Scotland needs a bed inquiryBMJ 1999; 318 doi: https://doi.org/10.1136/bmj.318.7184.668a (Published 06 March 1999) Cite this as: BMJ 1999;318:668
- Matthew G Dunnigan (), Senior research fellow
E—The National Bed Inquiry for England is welcome, especially if the remit extends to issues of accuracy and definition.1 My experience suggests that a similar inquiry is required for Scotland.
On 27 October 1997, in reply to a parliamentary question, Tam Dalyell was informed that with the completion of Lothian Health Board's acute services strategy there would be 2042 acute hospital beds in the board's three acute hospitals.2 These figures were grossly inaccurate, relating to a superseded 1993 strategy document. The true number of projected acute beds in the three hospitals is 1413 (31% fewer) in 2003. I obtained these numbers from the board with considerable difficulty.
In October 1997 I sent a paper to the board's area medical committee expressing reservations about the large projected loss of acute hospital capacity in Lothian's hospitals (available from MGD). In November the British Medical Association held a press conference to highlight the concerns expressed in my “BMA paper.” In response the board issued rebuttals in a press statement and in a paper (subsequently shown to contain serious errors) which was sent to all general practitioners in Lothian.3 The paper was used to reassure local councillors and members of parliament that the projected bed numbers in the BMA paper were misleading and inaccurate. In August 1998 Lothian Health Board signed a contract for the largest new hospital financed through the public finance initiative in the United Kingdom.
Publicly available documents relating to the acute services strategy contain no hospital activity data. My subsequent access to the board's database, negotiated by the BMA, and an independent review by the Information Services Division of the NHS in Scotland4 showed that the data in the board's rebuttal paper had departed from conventional definitions of acute specialties beds and inpatient activity. These departures resulted in substantial differences in historical and projected bed reductions (table), case load, and throughput between the BMA and Lothian Health Board.

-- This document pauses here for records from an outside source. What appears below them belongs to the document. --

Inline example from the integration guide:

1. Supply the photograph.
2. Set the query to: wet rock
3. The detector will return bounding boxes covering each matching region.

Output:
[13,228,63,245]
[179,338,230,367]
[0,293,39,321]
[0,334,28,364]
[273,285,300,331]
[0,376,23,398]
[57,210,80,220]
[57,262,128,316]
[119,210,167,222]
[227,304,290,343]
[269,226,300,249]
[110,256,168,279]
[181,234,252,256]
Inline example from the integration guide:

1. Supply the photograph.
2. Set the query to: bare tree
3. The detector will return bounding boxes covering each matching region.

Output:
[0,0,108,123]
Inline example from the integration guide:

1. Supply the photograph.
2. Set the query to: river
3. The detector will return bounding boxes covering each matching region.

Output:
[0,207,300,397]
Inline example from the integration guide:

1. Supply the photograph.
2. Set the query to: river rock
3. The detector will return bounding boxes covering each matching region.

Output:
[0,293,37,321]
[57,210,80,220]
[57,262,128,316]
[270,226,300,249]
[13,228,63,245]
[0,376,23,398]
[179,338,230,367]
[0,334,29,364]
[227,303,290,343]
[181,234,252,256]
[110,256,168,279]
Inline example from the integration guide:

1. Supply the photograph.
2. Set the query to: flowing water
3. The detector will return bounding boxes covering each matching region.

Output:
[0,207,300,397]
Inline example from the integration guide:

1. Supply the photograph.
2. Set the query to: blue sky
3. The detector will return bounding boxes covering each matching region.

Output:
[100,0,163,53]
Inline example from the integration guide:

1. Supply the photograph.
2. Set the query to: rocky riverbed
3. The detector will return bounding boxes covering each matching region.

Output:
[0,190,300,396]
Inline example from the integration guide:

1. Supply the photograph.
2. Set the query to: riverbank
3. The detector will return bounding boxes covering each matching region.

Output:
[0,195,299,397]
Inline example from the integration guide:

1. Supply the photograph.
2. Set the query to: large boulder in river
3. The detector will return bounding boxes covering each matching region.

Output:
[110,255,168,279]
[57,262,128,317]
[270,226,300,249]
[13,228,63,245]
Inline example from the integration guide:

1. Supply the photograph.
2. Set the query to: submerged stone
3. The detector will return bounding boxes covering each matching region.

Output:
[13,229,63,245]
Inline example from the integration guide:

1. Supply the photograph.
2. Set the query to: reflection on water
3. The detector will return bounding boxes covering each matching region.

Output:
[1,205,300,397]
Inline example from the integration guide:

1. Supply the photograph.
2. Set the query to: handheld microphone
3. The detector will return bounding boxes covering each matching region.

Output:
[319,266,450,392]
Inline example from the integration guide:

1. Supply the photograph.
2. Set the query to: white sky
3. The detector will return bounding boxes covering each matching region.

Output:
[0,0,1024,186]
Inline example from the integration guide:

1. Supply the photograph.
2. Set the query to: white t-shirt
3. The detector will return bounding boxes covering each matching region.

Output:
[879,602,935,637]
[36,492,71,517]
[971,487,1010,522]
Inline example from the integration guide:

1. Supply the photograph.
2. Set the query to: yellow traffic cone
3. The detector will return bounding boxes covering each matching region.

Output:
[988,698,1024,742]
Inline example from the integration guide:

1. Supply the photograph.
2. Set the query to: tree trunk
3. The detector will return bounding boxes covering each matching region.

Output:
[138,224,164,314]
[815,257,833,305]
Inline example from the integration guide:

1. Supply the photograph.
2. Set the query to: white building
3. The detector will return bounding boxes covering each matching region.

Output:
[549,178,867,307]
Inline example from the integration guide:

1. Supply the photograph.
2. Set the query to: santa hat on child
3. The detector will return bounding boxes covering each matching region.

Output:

Publicly accountable bodies should be required by statute to provide current and future projections of activity data and beds in a standard format and to make these data publicly available in all documents relating to new hospital planning developments. The Accounts Commission for Scotland have been given relevant documents relating to the issues discussed above.
aI am a member of the NHS Consultants' Association and the BMA. I thank Dr Brian Potter, Scottish BMA secretary, for help in obtaining the data discussed above.